Et, s’approchant du judas, il l’ouvrit de nouveau.

–Oui, oui, dit-il, cette belle Aurore est la femme qu’il me faut.

–Allons, pas d’enfantillage! reprit M. Stanislas en refermant brusquement l’ouverture faite au parquet, vous allez tout compromettre. Si elle s’apercevait que nous la regardons, adieu tous nos projets.

–De la prudence, alors.

–Et surtout de la raison.

–Je n’agirai pas sans vos conseils, mon cher Benjoin.

–Ce soir, venez dîner avec nous, vous au rez tout le temps de contempler mademoiselle Aurore.

–J’accepte volontiers.

–Je vais dire à ma femme que je vous ai invité, et elle corsera un peu le menu.

–Avec moi, pas de cérémonies, je vous en prie.

–Laissez-moi faire… un rien... un morceau de veau au petits pois, comme supplément... Aimez-vous le veau?

–Je l’adore.

–Tant mieux. Je vous placerai à côté de mademoiselle Aurore, et l’on se mettra à table à six heures.

–Comptez sur moi. Je rentre à la maison faire un bout de toilette.

–Allons donc!...

–Mais ce n’est pas à vous que je dois plaire!

–C’est juste.

–Je vais jeter quelques gouttes d’essence de Catalpista sur ma chevelure; c’est une odeur qui porte aux sens...

–Non, non, du tout, monsieur Pythagore; mademoiselle Aurore préfère à tous les parfums le baume des Tropiques.

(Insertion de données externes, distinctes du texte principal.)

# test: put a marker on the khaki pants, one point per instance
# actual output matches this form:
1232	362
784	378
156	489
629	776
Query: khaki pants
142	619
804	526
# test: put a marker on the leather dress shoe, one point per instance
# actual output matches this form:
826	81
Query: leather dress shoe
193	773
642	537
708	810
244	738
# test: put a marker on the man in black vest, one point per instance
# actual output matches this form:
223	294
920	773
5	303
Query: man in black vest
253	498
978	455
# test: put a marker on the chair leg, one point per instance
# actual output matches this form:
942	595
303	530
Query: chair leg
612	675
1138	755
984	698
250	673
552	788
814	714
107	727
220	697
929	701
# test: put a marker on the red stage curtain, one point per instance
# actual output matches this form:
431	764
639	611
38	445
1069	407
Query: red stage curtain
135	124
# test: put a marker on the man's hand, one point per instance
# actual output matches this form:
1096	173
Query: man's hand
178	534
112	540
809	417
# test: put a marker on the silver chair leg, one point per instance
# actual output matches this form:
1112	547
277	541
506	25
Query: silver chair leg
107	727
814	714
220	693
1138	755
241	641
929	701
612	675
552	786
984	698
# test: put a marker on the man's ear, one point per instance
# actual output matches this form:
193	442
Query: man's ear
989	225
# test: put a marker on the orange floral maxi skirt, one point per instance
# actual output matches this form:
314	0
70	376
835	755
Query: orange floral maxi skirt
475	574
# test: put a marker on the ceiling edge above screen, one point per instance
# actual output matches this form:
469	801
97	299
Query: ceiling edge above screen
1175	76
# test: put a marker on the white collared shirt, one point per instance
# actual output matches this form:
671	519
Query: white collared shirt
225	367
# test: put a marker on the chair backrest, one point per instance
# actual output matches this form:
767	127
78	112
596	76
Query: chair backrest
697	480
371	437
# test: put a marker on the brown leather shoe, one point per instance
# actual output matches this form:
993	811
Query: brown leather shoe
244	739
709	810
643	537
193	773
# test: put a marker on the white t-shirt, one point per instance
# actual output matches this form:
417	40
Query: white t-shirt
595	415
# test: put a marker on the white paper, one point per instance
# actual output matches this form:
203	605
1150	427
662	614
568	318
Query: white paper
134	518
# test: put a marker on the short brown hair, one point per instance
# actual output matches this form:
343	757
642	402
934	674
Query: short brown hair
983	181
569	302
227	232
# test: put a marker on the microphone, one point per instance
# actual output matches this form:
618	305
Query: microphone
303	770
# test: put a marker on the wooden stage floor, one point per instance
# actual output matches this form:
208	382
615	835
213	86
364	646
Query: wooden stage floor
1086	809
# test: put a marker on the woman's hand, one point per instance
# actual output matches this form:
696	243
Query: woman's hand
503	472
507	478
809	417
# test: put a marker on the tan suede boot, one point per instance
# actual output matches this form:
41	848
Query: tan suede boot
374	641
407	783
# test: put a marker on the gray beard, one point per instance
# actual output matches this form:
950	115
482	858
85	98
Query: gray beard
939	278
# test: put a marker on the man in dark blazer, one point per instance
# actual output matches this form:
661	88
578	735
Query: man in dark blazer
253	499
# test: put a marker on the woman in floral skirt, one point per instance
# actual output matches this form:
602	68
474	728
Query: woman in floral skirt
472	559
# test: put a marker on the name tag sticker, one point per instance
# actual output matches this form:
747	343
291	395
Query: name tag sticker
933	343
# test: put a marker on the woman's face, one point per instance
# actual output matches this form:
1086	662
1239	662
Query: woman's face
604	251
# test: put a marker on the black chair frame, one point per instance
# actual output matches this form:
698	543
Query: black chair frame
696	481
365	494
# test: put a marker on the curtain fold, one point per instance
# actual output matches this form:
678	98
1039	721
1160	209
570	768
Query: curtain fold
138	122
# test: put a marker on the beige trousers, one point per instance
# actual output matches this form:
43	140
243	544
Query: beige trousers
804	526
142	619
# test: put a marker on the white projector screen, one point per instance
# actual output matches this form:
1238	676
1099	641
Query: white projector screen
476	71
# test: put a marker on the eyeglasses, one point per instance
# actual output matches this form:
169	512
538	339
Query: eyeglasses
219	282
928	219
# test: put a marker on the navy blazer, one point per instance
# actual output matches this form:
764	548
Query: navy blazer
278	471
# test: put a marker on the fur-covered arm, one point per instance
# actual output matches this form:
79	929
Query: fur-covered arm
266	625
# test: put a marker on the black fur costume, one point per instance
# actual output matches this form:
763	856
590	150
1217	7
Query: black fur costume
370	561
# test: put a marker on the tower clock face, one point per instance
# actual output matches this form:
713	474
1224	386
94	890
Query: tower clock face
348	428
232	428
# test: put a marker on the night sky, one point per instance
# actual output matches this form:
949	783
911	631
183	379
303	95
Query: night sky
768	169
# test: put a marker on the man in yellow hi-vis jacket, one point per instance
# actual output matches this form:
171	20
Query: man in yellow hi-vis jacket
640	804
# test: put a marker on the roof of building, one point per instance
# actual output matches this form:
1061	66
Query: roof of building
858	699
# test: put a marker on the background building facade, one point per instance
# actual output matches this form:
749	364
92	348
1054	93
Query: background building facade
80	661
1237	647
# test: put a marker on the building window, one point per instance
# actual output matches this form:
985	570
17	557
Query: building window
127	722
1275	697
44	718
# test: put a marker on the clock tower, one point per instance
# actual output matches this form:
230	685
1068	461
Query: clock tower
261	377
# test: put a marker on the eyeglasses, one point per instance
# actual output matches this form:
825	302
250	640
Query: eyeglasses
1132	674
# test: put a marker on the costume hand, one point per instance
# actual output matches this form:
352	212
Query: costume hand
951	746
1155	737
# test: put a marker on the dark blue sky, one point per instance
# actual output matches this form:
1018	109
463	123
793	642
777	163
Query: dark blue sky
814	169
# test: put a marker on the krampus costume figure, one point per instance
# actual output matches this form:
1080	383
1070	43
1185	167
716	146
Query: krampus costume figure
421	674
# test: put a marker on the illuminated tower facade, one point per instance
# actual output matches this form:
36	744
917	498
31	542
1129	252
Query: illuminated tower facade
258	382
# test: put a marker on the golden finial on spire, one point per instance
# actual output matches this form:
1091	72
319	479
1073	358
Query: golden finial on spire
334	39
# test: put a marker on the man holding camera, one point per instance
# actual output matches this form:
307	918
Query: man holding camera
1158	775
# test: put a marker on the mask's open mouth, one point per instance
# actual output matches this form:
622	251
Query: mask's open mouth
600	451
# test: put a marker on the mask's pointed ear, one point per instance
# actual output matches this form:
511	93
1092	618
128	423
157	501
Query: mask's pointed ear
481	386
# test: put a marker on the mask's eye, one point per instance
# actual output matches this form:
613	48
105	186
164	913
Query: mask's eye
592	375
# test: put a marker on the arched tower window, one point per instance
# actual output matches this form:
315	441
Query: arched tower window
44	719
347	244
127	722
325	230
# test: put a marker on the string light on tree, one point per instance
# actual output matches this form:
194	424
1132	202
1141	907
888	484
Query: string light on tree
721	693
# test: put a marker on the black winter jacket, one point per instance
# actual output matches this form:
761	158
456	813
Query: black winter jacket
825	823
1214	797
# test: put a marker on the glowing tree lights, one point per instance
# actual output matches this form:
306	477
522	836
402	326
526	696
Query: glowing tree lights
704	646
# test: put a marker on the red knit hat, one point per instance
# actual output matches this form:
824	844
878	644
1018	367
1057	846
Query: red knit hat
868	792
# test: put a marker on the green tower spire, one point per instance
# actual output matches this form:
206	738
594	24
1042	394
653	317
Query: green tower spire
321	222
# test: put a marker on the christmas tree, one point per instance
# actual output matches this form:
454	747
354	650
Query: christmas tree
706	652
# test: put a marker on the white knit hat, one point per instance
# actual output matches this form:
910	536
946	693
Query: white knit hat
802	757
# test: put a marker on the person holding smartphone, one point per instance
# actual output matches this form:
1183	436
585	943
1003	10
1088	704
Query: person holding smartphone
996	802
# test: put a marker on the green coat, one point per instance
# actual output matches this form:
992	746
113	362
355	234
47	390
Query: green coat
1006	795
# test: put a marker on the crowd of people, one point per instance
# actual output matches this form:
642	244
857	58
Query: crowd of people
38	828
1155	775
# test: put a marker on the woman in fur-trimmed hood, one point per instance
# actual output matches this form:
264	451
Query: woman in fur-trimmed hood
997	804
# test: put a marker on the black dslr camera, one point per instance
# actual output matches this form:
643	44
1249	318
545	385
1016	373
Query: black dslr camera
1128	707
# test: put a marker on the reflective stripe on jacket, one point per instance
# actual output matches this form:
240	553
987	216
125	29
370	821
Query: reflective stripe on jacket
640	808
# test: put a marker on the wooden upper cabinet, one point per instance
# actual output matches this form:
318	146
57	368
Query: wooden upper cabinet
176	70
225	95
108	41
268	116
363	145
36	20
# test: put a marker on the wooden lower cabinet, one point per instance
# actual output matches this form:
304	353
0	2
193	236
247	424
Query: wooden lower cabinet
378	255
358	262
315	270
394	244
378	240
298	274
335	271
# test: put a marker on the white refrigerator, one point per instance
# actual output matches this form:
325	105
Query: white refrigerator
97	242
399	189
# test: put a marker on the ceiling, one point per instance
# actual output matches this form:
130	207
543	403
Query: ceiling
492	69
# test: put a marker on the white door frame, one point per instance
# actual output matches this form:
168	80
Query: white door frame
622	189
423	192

–C’est son odeur favorite?

–Oui, elle a un faible pour cet arôme.

–Bon, à ce soir.

–Six heures précises.

–En attendant, présentez mes respectueux hommages à madame Stanislas Benjoin.

–Je n’y manquerai pas.

Six semaines après cette première entrevue, M. Pythagore Graffinard, parfumeur en titre du maire de Pantin et autres souverains étrangers, acceptait pour légitime épouse, devant M. le maire de son arrondissement, mademoiselle Aurore des Quatre-Vents.